While we specifically designed the Cooperativity Predictor algorithm for HD TFs, future studies could focus on optimizing the algorithm to predict cooperative DNA binding for other TF families by modifying the site and spacer length requirements based on biochemical and structural data. For HD TFs, we used a 4mer length based on prior structural data that revealed HD proteins make key contacts with a 4bp core sequence (i.e. TAAT) (8). However, the length of the site could be shortened or extended based upon known DNA binding sequence requirements for each TF family. In addition, since 4mer sites are relatively short, we required the two 4mers to be at least 2 bp apart for HD TFs to help distinguish between long monomer sites versus dimer sites. This 2 bp spacer requirement means that the Cooperativity Predictor will fail to identify HD TFs that bind dimer sites without a spacer or only a 1 bp spacer. However, sites separated by 0 and 1 bp spacers have a total length of 8 and 9 bp, which would likely be detected using standard search algorithms such as the IniMotif subsequence search used by Jolma et al. (11,23). For other TF families, the spacer lengths between sites could be adjusted depending upon the expected differences in motif lengths of monomer versus dimer sites. As the Cooperativity Predictor classifies a dimer site using spacer information content and length, dimer sites with spacers that contain high information content or have flexible lengths will not be detected by the pipeline. Hence, the Cooperativity Predictor pipeline may underestimate the number of HD TFs capable of cooperative DNA binding. For example, we found that Barhl2, which was predicted to be non-cooperative, has weak cooperativity to dimer sites with flexible spacer lengths. Lastly, it should be noted that the dimer versus monomer motif enrichment module of the Cooperativity Predictor requires the TF to bind as both a monomer and dimer. We did not find this to be a significant limitation for analyzing HD factors because each was found to enrich for monomer sites. However, if the TF is found to only bind DNA as a dimer, the COSMO module could be used to assess for distinct spacer lengths between binding sites.

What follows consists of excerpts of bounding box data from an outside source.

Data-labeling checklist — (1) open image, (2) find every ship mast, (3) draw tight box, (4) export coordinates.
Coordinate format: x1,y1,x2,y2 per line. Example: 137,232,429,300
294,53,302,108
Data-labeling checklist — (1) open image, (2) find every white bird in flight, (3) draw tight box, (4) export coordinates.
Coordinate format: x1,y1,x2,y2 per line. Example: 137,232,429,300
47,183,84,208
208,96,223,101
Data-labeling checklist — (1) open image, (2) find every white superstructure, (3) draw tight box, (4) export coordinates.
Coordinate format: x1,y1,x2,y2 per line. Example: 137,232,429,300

HD cooperativity impact on DNA binding specificity

The HD family is one of the largest groups of TFs in metazoans, and HD factors regulate diverse developmental and homeostatic processes. Defining how proteins that bind highly similar DNA sequences in vitro regulate different specialized processes has been a long-standing problem in the field of transcriptional regulation. Increasingly, studies have revealed that HD TFs increase their DNA binding specificity by forming homo- and heterodimer complexes on DNA. The requirement of two proteins binding distinct sites separated by a specific distance and orientation lengthens the DNA recognition sequence, and thereby increases TF-DNA specificity via two mechanisms. (i) The likelihood of finding two sites at a specific spacer length at random is lower than the likelihood of finding a single site. This makes the TF’s binding sites more specific and targeted. (ii) The enhanced cooperativity of a TF complex reduces the number of TFs that can effectively compete for sites as only specific TFs cooperatively bind such dimer sites.

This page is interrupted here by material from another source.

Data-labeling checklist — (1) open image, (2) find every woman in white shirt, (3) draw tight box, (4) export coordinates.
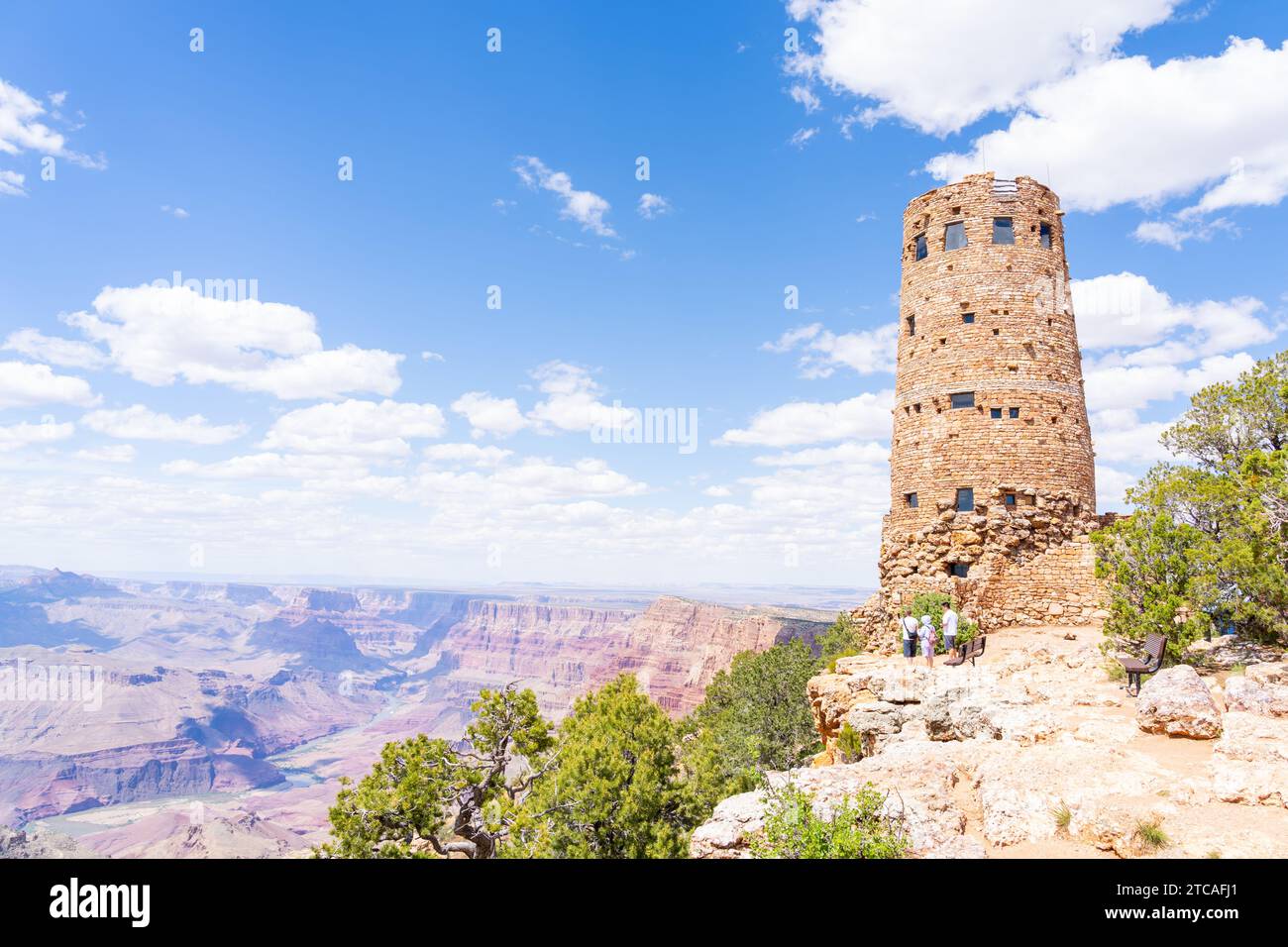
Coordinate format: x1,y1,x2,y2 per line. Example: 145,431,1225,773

In our study, we identified several new HDs that are capable of cooperatively binding on specific HD dimer motifs in a manner that increases DNA binding specificity. For example, while all 88 members of the HD family analyzed here bind highly similar AT rich monomer sequences, only BSX was able to cooperatively bind AT rich sites 4bp apart and only VENTX was able to cooperatively bind AT rich sites 9 bp apart (Figure 2). Hence, BSX and VENTX would be predicted to have a selective advantage over other HD TFs to bind targets containing their respective dimer motifs. Further comparisons between dimer motifs reveals that in addition to spacer length differences, binding site orientation also differs between these motifs. For example, Gsx2 binds in a head-to-tail orientation (25), whereas the Paired crystal structure showed that this complex bound in a head-to-head orientation (37). Lastly, our search algorithm both confirmed and expanded the number of Paired-like HDs capable of cooperatively forming homodimers on DNA, as we found that approximately 1/3 of Paired-like HD factors selectively enriched for the TAAT3NATTA palindromic motif (Figure 2; Supplementary Figure S4B). Collectively, these studies highlight how the selective formation of cooperate HD complexes on constrained binding motifs allows for factors to bind diverse recognition sequences despite containing highly similar HD DNA binding domains capable of largely binding to the same monomer sequences.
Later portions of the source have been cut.